Supreme Court returns to firearms fray

ByABC News
September 30, 2009, 12:15 PM

WASHINGTON -- The U.S. Supreme Court announced Wednesday it will return to the controversy over individual gun rights by hearing an appeal from a group of firearms owners in Chicago.

They are challenging a lower appeals court ruling that said the Second Amendment guarantees an individual right to guns only in the face of federal regulation, not against state and municipal restrictions.

Included among 10 new disputes the justices added to their calendar Wednesday for the upcoming 2009-10 term, which begins next Monday, the guns case brings the court back to a sensational topic that pits uniquely American notions of frontier liberty against contemporary worries over urban violence.

When the justices heard a case on the subject in March 2008, people began lining up in front of the court's columned building two days early for a seat.

The new dispute began in Chicago, which has a handgun ban similar to a Washington, D.C., ordinance that the Supreme Court struck down in June 2008 as a violation of the Second Amendment. In the 2008 case, District of Columbia v. Heller, the Supreme Court for the first time declared an individual right to firearms for self-defense and rejected a prevailing lower court view that the Second Amendment applied only to state "militia," such as National Guard units.
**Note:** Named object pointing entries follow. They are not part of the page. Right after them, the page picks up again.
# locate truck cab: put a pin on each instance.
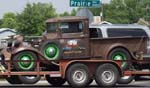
(66, 37)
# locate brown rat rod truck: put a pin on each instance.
(68, 52)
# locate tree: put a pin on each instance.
(0, 23)
(32, 20)
(9, 20)
(124, 11)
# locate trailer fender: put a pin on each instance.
(65, 65)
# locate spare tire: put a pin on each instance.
(51, 50)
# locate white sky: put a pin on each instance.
(18, 5)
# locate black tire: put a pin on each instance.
(90, 82)
(55, 81)
(32, 65)
(124, 53)
(125, 80)
(102, 73)
(29, 79)
(78, 70)
(14, 79)
(56, 47)
(122, 80)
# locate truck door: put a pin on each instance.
(75, 39)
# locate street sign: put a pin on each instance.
(85, 3)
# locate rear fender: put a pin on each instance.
(118, 45)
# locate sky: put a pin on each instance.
(17, 6)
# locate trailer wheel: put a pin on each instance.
(55, 81)
(106, 75)
(14, 79)
(125, 79)
(25, 56)
(78, 75)
(29, 79)
(51, 50)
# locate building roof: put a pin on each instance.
(66, 19)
But the 5-4 decision left open a crucial question that could have more practical consequences for gun owners and for the states that would regulate them: Does the Second Amendment apply to the states and localities as it does to federal jurisdiction of Washington, D.C.?
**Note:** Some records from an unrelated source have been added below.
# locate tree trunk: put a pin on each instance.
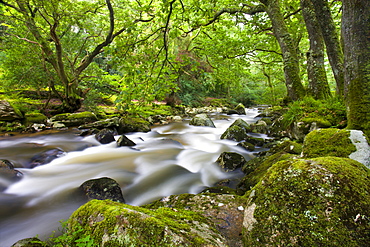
(356, 39)
(317, 80)
(293, 82)
(331, 38)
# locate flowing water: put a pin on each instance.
(171, 159)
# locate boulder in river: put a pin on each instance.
(125, 141)
(102, 189)
(230, 161)
(202, 120)
(8, 173)
(310, 202)
(30, 242)
(74, 119)
(226, 211)
(45, 157)
(8, 113)
(337, 142)
(238, 131)
(109, 223)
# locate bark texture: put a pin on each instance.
(290, 56)
(317, 80)
(356, 39)
(332, 42)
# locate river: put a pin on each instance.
(171, 159)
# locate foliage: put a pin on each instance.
(331, 110)
(70, 237)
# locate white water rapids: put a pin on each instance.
(171, 159)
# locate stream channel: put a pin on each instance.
(171, 159)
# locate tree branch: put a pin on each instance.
(10, 6)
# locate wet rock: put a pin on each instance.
(286, 146)
(8, 113)
(257, 141)
(337, 142)
(117, 224)
(8, 173)
(303, 202)
(35, 118)
(256, 169)
(247, 145)
(239, 109)
(202, 120)
(230, 161)
(224, 210)
(74, 119)
(30, 242)
(238, 131)
(130, 124)
(102, 189)
(105, 136)
(109, 123)
(260, 127)
(45, 157)
(125, 141)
Because the Supreme Court has so rarely taken up Second Amendment cases, the amendment's coverage in the states has never been fully determined unlike the breadth of many of the other of the first 10 amendments to the Constitution, known as the Bill of Rights.

Thirty-four states had asked the Supreme Court to take up the gun advocates' appeals and a separate one filed by the National Rifle Association against Chicago. (The justices did not act on that petition Wednesday.)